People who struggle with English frequently ask friends and family: "Study"

60% of respondents admitted to using at least one form of formal interpreting services, the most common being face-to-face interpreting . 45 percent of those who did not use interpreter services were assisted by friends or family during consultations .

Washington, United States, November 30: Researchers at the University of Surrey found that when using their GP clinic, people who do not speak English well often ask friends and family to translate for them.The study was published in the journal JAMA Network Open.Researchers found that 60% of respondents admitted to using at least one form of formal interpreting services, the most common being face-to-face interpreting.Only 37 percent of participants were given a choice of language help (e.g., face-to-face or telephone interpreter) from their primary care trust, according to the study.

Katriina Whitaker, Professor of Psychology and Head of Cancer Care at the University of Surrey, said: Having policies in place to help non-English speakers gain access to primary care services is critical to guaranteeing equal access to healthcare.Professional interpreting services are often used to achieve this goal, but we don't know how they are being used and used by those who they were created to support.Understanding how these services are used can help identify barriers that prevent those who require assistance from using them.Researchers from the University of Surrey examined the acceptance and understanding of people from UK South Asian communities using interpreting services in primary care settings in conjunction with Queen Mary University London, UCL, and the University of Warwick.

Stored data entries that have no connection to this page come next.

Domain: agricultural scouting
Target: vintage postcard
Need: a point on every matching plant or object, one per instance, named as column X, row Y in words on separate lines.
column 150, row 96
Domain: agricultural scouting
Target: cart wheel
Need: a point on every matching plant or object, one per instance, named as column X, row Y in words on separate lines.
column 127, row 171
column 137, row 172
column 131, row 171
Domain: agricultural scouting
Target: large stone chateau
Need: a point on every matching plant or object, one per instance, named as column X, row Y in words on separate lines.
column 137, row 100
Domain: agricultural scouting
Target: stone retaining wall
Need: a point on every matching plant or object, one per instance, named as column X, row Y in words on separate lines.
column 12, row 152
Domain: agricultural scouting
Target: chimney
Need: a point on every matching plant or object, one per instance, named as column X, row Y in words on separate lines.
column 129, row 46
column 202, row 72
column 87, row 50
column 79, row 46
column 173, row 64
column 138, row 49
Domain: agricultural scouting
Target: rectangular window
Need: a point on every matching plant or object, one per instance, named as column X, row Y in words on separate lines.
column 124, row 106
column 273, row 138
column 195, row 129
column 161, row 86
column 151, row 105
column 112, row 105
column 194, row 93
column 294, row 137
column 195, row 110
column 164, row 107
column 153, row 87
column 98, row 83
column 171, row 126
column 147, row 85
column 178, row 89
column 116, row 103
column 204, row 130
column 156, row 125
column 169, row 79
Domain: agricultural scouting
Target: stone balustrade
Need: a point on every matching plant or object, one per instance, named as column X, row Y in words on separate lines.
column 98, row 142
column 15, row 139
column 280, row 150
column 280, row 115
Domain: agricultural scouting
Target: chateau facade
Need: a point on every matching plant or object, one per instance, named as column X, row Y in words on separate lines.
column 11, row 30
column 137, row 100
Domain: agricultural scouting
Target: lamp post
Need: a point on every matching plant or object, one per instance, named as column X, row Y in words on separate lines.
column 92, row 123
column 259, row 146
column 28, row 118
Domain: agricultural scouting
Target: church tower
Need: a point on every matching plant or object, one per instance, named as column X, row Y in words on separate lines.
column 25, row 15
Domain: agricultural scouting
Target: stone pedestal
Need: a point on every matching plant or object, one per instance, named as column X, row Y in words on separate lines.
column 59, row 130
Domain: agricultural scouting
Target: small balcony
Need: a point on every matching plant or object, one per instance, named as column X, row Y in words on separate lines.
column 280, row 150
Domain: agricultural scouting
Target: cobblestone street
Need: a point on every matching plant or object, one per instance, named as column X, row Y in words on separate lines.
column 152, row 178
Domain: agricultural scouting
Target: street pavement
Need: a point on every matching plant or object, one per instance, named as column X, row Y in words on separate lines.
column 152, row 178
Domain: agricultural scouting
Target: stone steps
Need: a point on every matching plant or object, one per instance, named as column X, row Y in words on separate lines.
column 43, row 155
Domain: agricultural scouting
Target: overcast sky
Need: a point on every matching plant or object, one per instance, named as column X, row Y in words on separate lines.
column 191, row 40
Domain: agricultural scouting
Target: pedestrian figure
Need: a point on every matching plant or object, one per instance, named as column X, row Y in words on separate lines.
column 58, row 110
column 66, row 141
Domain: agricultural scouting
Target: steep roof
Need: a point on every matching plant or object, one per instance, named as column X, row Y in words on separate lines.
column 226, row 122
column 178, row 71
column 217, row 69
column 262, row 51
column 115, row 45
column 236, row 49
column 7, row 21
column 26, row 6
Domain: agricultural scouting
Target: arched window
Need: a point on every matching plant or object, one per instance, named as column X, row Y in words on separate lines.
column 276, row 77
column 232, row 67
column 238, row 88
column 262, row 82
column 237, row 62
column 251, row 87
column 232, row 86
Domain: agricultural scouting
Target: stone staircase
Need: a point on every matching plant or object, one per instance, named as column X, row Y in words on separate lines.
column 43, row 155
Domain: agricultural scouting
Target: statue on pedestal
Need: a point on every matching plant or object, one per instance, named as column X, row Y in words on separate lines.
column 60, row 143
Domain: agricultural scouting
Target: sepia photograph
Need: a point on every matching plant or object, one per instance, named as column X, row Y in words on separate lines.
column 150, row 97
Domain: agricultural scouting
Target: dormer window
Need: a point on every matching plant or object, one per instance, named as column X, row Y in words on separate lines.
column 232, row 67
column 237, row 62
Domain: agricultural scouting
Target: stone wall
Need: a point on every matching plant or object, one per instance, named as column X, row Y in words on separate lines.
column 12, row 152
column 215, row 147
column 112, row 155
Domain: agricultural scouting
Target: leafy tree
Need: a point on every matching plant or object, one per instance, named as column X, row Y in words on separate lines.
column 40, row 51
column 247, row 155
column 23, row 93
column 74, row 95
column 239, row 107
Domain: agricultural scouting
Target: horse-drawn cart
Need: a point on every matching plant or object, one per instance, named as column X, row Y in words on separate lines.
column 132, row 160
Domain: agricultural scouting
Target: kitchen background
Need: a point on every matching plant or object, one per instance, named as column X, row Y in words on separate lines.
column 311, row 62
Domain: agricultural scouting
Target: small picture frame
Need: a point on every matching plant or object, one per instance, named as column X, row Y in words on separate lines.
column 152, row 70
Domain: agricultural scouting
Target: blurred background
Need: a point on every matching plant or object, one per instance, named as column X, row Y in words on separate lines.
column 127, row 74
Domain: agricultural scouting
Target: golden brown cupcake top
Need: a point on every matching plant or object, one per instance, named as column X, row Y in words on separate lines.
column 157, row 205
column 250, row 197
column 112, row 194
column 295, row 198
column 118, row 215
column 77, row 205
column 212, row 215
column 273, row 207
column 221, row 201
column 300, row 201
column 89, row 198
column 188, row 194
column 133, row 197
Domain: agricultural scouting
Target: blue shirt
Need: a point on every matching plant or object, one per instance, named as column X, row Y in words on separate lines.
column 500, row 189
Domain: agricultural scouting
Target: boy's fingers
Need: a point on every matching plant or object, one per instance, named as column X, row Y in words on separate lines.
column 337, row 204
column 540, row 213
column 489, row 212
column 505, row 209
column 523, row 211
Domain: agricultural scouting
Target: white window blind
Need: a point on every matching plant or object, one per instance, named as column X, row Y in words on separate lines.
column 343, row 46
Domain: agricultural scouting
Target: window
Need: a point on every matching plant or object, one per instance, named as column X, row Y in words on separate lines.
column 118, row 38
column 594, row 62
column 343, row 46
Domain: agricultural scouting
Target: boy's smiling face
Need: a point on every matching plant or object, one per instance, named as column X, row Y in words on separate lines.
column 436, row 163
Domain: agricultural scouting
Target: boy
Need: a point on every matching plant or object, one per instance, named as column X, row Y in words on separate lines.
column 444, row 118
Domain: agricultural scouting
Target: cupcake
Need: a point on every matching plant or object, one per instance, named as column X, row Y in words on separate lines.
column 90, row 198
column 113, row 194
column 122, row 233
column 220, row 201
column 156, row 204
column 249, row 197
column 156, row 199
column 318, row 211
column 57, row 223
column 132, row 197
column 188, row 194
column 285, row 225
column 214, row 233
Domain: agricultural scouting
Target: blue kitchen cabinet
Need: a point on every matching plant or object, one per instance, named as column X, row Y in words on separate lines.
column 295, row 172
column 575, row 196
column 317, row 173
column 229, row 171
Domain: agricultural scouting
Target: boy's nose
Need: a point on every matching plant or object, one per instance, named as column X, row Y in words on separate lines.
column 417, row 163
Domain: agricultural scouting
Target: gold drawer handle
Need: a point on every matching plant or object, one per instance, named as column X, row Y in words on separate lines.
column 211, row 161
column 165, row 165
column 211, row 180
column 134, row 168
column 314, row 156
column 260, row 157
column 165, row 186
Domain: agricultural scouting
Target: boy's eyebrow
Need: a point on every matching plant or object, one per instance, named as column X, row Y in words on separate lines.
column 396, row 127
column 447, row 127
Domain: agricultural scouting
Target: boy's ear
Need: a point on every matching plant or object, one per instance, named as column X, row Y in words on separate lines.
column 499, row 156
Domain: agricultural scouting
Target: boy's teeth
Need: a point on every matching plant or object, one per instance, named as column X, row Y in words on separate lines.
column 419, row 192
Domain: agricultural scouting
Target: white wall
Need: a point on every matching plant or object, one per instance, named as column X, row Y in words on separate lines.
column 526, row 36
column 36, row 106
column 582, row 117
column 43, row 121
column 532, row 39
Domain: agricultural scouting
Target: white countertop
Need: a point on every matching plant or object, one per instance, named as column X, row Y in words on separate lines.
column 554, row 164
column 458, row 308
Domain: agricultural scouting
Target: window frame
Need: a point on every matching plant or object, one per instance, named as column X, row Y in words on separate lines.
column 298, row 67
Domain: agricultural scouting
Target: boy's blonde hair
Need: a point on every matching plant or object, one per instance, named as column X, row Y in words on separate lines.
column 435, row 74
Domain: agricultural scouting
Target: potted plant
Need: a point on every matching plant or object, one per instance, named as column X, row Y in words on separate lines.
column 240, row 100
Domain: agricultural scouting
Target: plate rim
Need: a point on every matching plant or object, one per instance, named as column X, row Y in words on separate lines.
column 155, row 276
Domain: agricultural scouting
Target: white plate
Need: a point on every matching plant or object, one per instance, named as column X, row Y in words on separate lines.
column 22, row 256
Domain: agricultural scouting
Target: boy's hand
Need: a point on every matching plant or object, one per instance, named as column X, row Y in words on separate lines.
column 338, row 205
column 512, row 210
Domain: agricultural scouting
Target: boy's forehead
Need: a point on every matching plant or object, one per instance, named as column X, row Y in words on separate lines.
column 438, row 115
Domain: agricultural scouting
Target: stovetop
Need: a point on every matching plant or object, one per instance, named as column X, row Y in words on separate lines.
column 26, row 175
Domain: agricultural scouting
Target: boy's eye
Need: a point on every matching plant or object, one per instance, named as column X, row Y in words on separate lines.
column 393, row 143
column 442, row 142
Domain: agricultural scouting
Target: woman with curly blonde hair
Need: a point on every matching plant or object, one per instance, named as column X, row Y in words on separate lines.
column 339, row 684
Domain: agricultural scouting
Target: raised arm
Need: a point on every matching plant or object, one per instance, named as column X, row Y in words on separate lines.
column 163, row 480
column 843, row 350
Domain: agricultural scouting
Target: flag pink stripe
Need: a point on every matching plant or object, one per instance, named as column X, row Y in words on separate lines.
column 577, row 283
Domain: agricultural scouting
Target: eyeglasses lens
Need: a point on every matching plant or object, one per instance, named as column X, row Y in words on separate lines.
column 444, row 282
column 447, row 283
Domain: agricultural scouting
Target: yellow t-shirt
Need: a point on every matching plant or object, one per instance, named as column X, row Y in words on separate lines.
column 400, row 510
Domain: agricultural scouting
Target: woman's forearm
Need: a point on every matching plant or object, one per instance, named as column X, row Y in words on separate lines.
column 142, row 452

However, participants also identified a number of problems with using interpreting services, including difficulties in seeking an interpreter and having to wait more than a week for an interpreter to be available.Other challenges including non-compliance with scheduled dates and/or not knowing the language in which a person was speaking were also raised.Sabine Braun, Professor of Translation studies at the University of Surrey, said: Although it is encouraging to see that 60% of respondents to study language services had employed some form of interpreting service, many others are unable to use it.People aren't aware of it because of a bad past, or the service is too expensive to use, so more research must be done to understand how these services are offered and taken care of to ensure that they are fulfilling patient needs.